I hadn’t heard of Harriet Martineau until someone in my Victorian Literature study group announced she wanted to do a presentation on her – so in the interests of being prepared (I am still reeling from knowing nothing about Jane Austen’s military brothers and being put on the spot to lead that session) I decided to read something. I searched on my Kindle and this book came up and it was a good choice – well written, easy to read and containing a huge amount of research.
Harriet Martineau was a woman ahead of her time who has largely been forgotten by history because she was writing in time that was dominated by white christian men. She believed in universal human suffrage, education and evidence based science.
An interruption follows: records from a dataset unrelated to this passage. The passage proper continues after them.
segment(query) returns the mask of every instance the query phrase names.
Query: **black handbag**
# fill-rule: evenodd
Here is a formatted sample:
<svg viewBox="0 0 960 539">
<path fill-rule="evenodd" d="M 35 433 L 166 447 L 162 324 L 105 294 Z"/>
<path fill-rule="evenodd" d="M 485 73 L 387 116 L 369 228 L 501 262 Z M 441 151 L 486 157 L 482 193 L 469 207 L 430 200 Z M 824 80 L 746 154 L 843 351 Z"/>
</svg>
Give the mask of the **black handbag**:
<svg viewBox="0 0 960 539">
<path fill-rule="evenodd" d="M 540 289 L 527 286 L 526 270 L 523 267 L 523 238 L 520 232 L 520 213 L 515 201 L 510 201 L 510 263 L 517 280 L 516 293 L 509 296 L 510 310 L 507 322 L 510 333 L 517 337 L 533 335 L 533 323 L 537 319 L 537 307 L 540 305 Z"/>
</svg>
She knew and influenced an enormous number of Victorian era luminaries – Charles Darwin, Florence Nightingale, Charlotte Bronte, George Eliot, Elizabeth Gaskell …
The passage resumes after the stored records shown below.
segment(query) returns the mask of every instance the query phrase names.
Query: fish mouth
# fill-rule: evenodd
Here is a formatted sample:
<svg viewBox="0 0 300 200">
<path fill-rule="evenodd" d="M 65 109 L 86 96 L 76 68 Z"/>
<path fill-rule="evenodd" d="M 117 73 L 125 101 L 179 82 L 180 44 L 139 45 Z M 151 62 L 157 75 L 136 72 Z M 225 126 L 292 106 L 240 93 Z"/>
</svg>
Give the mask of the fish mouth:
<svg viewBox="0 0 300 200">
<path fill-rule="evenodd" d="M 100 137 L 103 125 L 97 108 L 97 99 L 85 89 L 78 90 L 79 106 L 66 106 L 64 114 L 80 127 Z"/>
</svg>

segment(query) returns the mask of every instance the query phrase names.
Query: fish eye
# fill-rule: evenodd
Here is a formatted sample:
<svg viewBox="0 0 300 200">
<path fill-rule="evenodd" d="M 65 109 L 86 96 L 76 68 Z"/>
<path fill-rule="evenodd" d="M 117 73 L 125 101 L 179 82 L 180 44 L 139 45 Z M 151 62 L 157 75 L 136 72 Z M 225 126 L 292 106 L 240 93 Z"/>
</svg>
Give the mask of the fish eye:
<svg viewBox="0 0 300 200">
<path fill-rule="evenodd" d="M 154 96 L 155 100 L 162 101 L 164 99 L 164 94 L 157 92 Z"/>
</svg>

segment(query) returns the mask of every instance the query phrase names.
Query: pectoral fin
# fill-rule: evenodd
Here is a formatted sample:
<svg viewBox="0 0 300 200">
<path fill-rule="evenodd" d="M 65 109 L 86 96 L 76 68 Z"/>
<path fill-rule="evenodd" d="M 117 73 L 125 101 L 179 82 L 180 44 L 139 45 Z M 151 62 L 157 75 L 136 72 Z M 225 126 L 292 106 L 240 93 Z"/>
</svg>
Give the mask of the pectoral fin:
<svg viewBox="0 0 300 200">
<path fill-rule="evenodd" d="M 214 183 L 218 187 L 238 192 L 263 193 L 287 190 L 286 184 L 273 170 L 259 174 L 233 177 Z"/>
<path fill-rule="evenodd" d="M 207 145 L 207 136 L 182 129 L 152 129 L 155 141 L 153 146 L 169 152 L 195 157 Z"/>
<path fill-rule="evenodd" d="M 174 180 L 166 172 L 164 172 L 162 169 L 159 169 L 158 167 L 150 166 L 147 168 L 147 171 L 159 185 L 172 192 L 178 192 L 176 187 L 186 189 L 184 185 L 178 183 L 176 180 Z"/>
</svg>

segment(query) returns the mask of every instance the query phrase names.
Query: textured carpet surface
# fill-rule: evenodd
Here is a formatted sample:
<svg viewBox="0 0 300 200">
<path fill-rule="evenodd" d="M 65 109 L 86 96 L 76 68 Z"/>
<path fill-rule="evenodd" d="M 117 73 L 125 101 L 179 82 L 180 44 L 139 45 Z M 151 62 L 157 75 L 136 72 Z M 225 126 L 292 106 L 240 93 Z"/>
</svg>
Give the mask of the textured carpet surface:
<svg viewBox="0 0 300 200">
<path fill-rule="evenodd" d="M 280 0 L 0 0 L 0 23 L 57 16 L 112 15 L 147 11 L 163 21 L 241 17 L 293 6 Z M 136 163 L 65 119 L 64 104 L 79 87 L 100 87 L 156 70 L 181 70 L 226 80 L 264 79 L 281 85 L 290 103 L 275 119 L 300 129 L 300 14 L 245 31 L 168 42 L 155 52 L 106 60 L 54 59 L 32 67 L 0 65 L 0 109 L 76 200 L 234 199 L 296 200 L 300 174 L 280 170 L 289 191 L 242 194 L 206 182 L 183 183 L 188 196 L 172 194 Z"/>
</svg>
She was out-spoken and radical and investigated things for her self – slavery in the US, religion in the middle east, etc.
We need an amazing historical novelist – Hilary Mantel perhaps? – to write about her and bring her to the world’s attention.
I haven’t been able to find any reviews of this book, but you can read more about it at Unbound
This was a birthday present – I had never even heard of Sheila!
Here’s the blurb …
Vivacious, confident and striking, young Australian Sheila Chisholm met her English husband, Lord Loughborough, in Egypt during the First World War. Arriving in London as a young married woman, she quickly conquered English society, and would spend the next half a century inside the palaces, mansions and clubs of the elite. Her clandestine affair with young Bertie, the future George VI, caused ruptures at Buckingham Palace, with King George offering his son the title Duke of York in exchange for ‘never hearing of the Australian again’. Sheila subsequently became Lady Milbanke and ended her days as Princess Dimitri of Russia, juggling her royal duties with a successful career as a travel agent. Throughout her remarkable life, she won the hearts of men ranging from Rudolph Valentino to Prince Obolensky, and maintained longstanding friendships with Evelyn Waugh, Wallis Simpson, Idina Sackville and Nancy Mitford. A story unknown to most, Sheila is a spellbinding account of an utterly fascinating woman.
This was an interesting biography about a woman who knew all of the ‘big names’ of the early 20th century – the Prince of Wales, Rudolf Valentino, etc. I am not sure I would describe her life as being particularly happy (her first husband had gambling and alcohol problems and a son died during the war), but she lived through interesting times.
This is an easy read and there are a lot of photos at various times to keep you interested. Like this one
Sheila with the Prince of Wales and the Duke of York
If you like social history with glamour and money, then this biography is for you.